The new Corel Quattro Pro adds a Web query tool that previews data pulled from remote HTML pages--a convenience not found in Excel. Quattro Pro's crosstabs feature, however, lacks Excel's wizard-based ease and in-place modifications of existing tables. New display options include a tiny, blue triangle in cells that contain formulas and a command to view page breaks in the editing window. A Formula Composer provides multiple views of complex formulas for ease in debugging. You can set Quattro Pro to use Excel or Lotus 1-2-3 file formats and menu layouts as the program's default, but when this option is chosen many advanced Quattro Pro features aren't available. Spreadsheets can be saved in XML and HTML formats.
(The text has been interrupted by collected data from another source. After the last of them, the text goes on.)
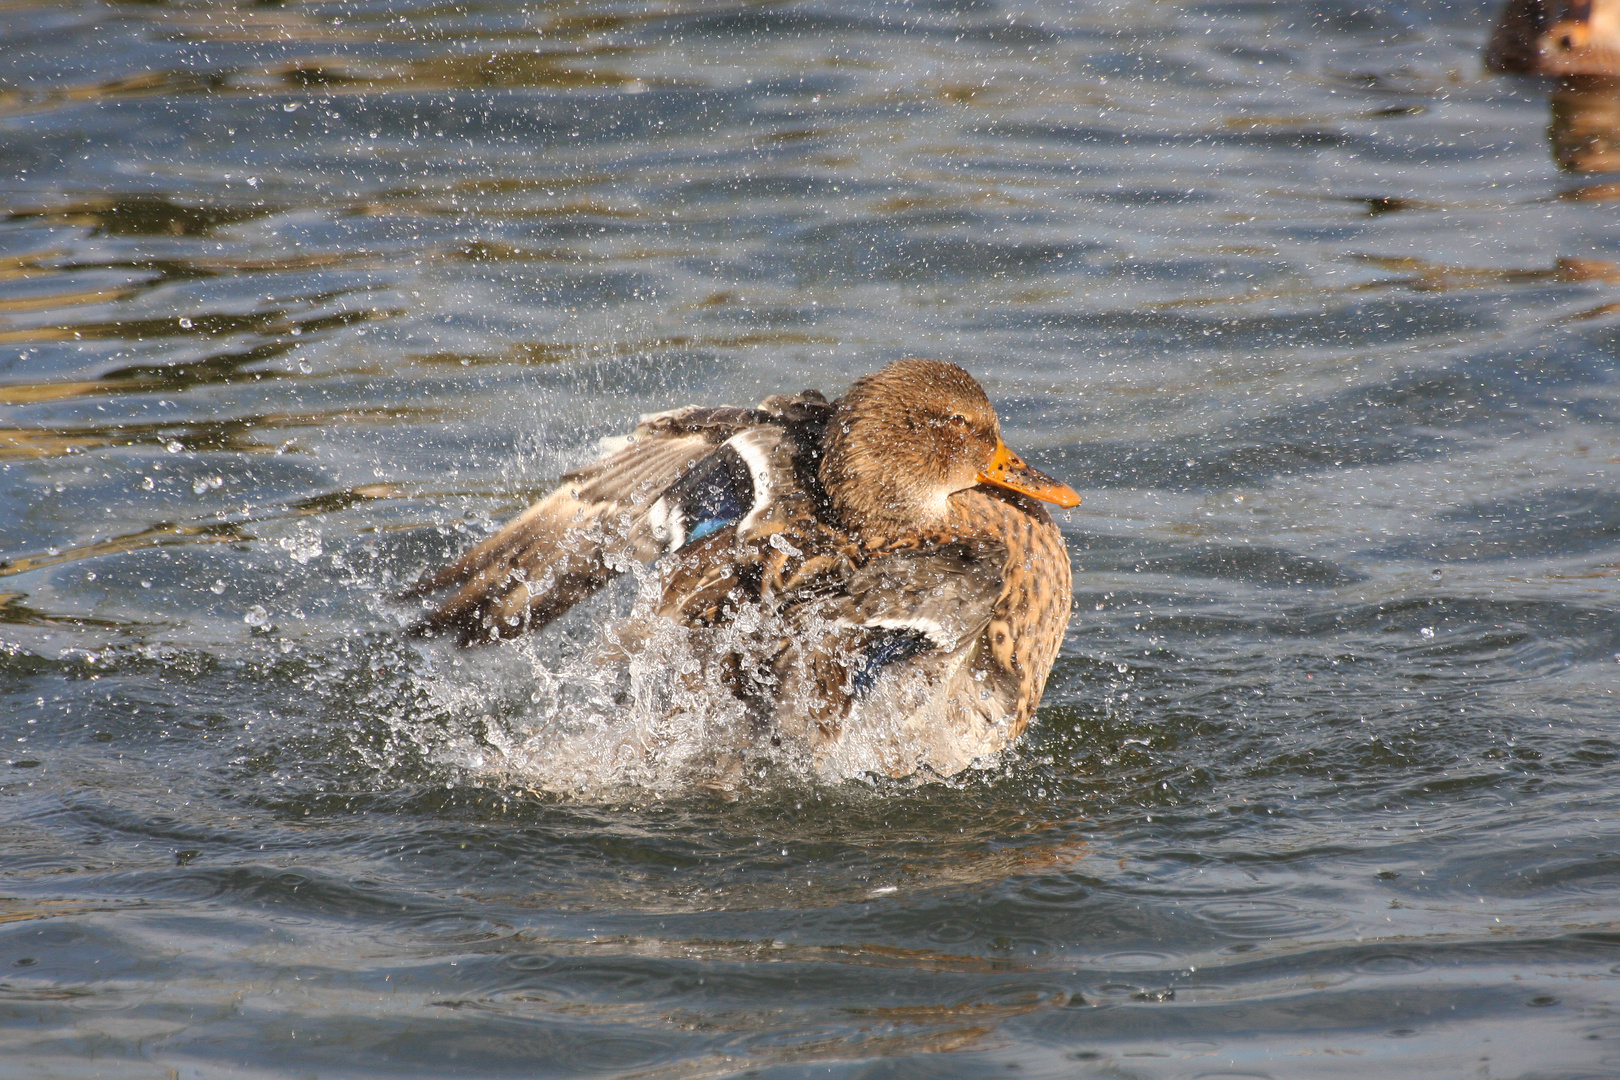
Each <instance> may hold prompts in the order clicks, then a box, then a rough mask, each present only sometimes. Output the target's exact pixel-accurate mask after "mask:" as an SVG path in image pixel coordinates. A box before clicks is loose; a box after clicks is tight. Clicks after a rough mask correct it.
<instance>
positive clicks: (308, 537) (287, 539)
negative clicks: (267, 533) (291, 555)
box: [275, 525, 321, 565]
mask: <svg viewBox="0 0 1620 1080" xmlns="http://www.w3.org/2000/svg"><path fill="white" fill-rule="evenodd" d="M275 544H277V546H279V547H280V549H282V551H285V552H287V554H288V555H292V557H293V562H296V563H298V565H303V563H306V562H309V560H311V559H318V557H319V555H321V533H319V531H318V529H314V528H311V526H308V525H300V526H298V529H296V531H295V533H293V534H292V536H283V538H282V539H279V541H275Z"/></svg>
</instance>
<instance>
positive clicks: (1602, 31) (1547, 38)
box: [1486, 0, 1620, 78]
mask: <svg viewBox="0 0 1620 1080" xmlns="http://www.w3.org/2000/svg"><path fill="white" fill-rule="evenodd" d="M1486 66H1487V68H1490V70H1492V71H1507V73H1511V74H1545V76H1596V78H1620V0H1508V3H1507V5H1505V6H1503V8H1502V16H1500V18H1498V19H1497V26H1495V29H1494V31H1492V34H1490V42H1489V44H1487V45H1486Z"/></svg>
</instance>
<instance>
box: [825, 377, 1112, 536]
mask: <svg viewBox="0 0 1620 1080" xmlns="http://www.w3.org/2000/svg"><path fill="white" fill-rule="evenodd" d="M978 484H991V486H995V487H1004V489H1009V491H1016V492H1021V494H1025V495H1032V497H1035V499H1042V500H1045V502H1051V504H1056V505H1059V507H1076V505H1079V502H1081V497H1079V495H1077V494H1076V492H1074V489H1072V487H1069V486H1068V484H1063V483H1059V481H1056V479H1053V478H1050V476H1047V474H1045V473H1038V471H1037V470H1032V468H1030V466H1029V465H1025V463H1024V461H1022V460H1021V458H1019V457H1017V455H1016V453H1013V452H1011V450H1008V447H1006V444H1004V442H1001V426H1000V423H998V421H996V411H995V408H993V406H991V405H990V398H988V397H985V392H983V389H982V387H980V385H978V384H977V382H975V381H974V377H972V376H970V374H967V372H966V371H962V369H961V368H957V366H956V364H949V363H944V361H940V359H897V361H894V363H893V364H889V366H888V368H885V369H883V371H878V372H873V374H870V376H863V377H860V379H857V381H855V384H854V385H852V387H851V389H849V393H846V395H844V397H842V398H839V402H838V410H836V411H834V415H833V419H831V421H829V424H828V437H826V449H825V453H823V457H821V486H823V487H825V489H826V494H828V500H829V502H831V504H833V510H834V512H836V513H838V515H839V518H841V520H842V521H844V525H846V526H849V528H851V529H854V531H857V533H888V531H896V529H899V531H914V529H917V528H919V526H938V525H943V523H944V518H946V515H948V513H949V499H951V495H953V494H956V492H959V491H966V489H969V487H975V486H978Z"/></svg>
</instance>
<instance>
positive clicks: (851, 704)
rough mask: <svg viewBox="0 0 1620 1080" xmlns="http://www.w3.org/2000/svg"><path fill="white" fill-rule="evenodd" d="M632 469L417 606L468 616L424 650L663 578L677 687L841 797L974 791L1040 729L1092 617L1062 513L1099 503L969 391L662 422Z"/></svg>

Corel Presentations imports and exports PowerPoint files and includes new bitmap tools to control brightness, contrast, and other image attributes. New graphics tools include flowchart-style shapes, and a wizard walks users through the process of creating a Web-based slide show. Paradox includes new wizards for ease in building tables and queries and the latest version of the Borland database engine. The suite's biggest change is its slimmed-down CorelCentral PIM, a combined calendar, task list, and address book that slides off the screen when not in use. The address book displays both its own entries and those from the Windows address book, and uses your default mail program to send messages.

Despite some minor first-release bugs (options like Web backgrounds that don't work and arcane features like screen-font controls that sometimes crash), Corel WordPerfect Office 2000 offers across-the-board improvements in speed, compatibility, and reliability. All current users will find the new version worth the upgrade price.

Corel WordPerfect Office 2000. Standard Edition, $580 street (upgrade $249); Voice-Powered Edition, $649 (upgrade $349); Professional Edition, $739 (upgrade $399). Requires: Windows 95, 98, or NT 4.0 or later, 16MB of RAM, and 170MB of hard disk space. Corel; 1800 658 850; www.corel.com.